Ketika di tinggal sendirian itulah Gus Zaki dikejutkan oleh kedatangan Kiai Hamid yang begitu tiba-tiba di dalam kamar. Entah darimana masuknya beliau. Setelah mengubah posisi kursi dan bantal beliau memperhatikan telapak tangan itu seperti ada kabel-kabel. “Ini biar saya ganti saja ya, sudah lapuk,” katanya. Entah apa maksudnya lantas telapak tangan kanan itu ditempelkan ke perut Gus Zaki. Tiba-tiba ia merasakan perutnya enakan, hingga hilang rasa sakitnya. Di suruh duduk, eh ternyata tidak apa-apa. Padahal sebelumnya, bergerak sedikit saja sudah sakit.

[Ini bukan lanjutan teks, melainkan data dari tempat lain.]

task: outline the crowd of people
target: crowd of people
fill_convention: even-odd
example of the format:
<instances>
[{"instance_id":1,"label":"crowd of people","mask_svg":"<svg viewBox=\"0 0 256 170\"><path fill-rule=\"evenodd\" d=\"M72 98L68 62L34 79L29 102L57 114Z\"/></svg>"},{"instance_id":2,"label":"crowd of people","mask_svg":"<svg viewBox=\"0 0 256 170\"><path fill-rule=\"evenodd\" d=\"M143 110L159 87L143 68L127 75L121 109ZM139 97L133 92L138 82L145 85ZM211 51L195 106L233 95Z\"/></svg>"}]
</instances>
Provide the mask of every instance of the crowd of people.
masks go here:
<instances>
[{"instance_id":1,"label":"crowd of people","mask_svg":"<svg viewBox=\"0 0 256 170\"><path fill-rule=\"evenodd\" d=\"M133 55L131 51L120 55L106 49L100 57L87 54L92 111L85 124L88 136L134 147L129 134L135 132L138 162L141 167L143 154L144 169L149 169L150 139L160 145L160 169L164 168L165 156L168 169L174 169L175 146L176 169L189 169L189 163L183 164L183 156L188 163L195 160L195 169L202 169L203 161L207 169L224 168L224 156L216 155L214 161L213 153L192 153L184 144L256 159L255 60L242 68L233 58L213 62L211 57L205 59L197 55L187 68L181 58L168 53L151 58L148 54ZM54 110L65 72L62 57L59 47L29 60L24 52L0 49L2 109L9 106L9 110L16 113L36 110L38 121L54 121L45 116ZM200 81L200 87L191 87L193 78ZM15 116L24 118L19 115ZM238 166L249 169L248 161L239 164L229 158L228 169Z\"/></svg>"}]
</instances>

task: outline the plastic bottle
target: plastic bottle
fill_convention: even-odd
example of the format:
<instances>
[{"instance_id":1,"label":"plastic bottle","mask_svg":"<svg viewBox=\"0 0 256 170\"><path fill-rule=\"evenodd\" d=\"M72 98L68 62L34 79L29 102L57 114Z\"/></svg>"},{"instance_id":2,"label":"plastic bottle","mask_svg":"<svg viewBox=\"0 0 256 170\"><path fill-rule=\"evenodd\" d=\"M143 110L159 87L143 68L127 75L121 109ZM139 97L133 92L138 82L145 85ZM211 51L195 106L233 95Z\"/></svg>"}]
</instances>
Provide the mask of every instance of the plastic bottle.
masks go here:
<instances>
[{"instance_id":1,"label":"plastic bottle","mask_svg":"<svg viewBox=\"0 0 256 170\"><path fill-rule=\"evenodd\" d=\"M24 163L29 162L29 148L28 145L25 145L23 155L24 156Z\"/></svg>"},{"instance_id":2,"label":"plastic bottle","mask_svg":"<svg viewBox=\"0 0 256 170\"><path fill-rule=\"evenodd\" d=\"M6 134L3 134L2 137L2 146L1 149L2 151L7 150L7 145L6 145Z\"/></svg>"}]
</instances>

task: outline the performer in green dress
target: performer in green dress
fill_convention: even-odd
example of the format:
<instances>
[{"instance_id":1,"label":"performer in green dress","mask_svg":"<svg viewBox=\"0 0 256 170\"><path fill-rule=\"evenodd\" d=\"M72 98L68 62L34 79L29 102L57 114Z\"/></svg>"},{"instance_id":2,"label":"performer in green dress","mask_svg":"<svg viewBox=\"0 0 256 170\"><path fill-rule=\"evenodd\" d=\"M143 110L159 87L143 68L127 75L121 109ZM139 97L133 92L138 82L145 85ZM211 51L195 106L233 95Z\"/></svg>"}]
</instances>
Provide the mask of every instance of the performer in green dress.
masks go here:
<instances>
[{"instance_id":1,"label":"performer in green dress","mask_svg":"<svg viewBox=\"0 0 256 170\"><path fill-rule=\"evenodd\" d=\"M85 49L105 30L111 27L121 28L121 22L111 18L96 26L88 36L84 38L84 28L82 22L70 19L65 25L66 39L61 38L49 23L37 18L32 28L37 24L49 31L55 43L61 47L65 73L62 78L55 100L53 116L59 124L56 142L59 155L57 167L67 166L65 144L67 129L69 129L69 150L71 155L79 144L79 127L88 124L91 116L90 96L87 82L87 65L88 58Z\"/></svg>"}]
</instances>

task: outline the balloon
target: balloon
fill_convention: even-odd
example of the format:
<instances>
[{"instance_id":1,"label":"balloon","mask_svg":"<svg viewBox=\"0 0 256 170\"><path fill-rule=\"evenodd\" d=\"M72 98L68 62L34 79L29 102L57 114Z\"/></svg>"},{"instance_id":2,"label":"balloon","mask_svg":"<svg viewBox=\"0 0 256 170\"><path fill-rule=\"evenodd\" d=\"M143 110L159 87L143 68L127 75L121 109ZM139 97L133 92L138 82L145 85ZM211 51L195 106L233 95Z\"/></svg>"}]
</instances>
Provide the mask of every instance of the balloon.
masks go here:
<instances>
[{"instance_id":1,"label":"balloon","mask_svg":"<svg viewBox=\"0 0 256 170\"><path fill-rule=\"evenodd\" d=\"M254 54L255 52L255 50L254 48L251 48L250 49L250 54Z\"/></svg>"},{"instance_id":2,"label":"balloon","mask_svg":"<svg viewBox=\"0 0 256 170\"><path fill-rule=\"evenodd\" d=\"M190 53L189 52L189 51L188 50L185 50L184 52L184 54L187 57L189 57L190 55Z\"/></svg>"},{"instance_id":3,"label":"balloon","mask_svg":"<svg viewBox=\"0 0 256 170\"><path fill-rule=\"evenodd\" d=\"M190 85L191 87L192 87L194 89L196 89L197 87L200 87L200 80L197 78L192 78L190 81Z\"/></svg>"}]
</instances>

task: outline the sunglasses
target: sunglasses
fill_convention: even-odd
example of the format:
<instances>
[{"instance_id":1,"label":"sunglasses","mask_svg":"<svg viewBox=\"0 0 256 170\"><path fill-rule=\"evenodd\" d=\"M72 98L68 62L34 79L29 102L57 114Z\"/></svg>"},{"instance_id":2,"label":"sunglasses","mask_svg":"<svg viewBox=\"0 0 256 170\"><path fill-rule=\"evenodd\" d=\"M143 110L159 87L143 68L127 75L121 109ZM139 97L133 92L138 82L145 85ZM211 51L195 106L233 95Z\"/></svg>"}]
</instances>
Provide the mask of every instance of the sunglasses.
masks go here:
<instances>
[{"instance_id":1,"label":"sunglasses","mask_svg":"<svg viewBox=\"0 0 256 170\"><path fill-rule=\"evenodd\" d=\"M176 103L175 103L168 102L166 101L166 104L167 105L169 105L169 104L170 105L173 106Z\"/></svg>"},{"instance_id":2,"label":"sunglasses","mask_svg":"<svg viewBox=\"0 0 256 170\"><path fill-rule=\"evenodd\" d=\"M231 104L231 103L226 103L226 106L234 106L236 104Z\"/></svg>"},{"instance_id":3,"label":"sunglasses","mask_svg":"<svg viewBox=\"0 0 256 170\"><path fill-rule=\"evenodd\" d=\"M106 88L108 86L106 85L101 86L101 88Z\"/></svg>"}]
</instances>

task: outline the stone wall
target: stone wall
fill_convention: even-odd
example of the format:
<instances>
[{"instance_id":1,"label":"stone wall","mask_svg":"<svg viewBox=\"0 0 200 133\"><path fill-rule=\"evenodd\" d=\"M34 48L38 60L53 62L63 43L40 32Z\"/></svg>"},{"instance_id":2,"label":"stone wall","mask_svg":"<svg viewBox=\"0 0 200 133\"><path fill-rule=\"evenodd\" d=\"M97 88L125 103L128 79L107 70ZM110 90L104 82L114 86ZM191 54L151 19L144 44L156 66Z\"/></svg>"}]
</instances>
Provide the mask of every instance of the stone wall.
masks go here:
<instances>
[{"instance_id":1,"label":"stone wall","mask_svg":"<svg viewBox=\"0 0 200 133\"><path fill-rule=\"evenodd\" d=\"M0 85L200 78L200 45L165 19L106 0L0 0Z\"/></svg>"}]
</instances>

“Keburu ada orang ini biarkan saja Ki (Zaki), nanti nyambung sendiri.” Kata beliau menunjuk perut Gas Zaki, sebelum bergeser pergi. Setelah di tinggal pergi barulah Gus Zaki merasakan kejanggalan. “Darimana masuknya beliau?” pikir dia. Apa betul itu Kiai Hamid, kok nggak ngasih uang? Sebab biasanya Kiai Hamid tidak pernah absen memberi uang”.

Sejurus kemudian Ning Muna masuk kamar dia kaget melihat suaminya sudah bisa duduk. “Sampeyan ini bagaimana kok sudah bisa duduk,” tegurnya. Dia lebih sewot lagi melihat posisi kursi dan bantal yang sudah tidak karuan, “kalau jatuh bagaimana?” pikirnya. “Ini siapa yang mindah?” tanyanya.

Gus Zaki yang masih bengong tidak menggubris kata istrinya. “Coba kamu lihat pintu depan dan pintu belakang” katanya. Dengan penuh tanda tanya Ning Muna menurut.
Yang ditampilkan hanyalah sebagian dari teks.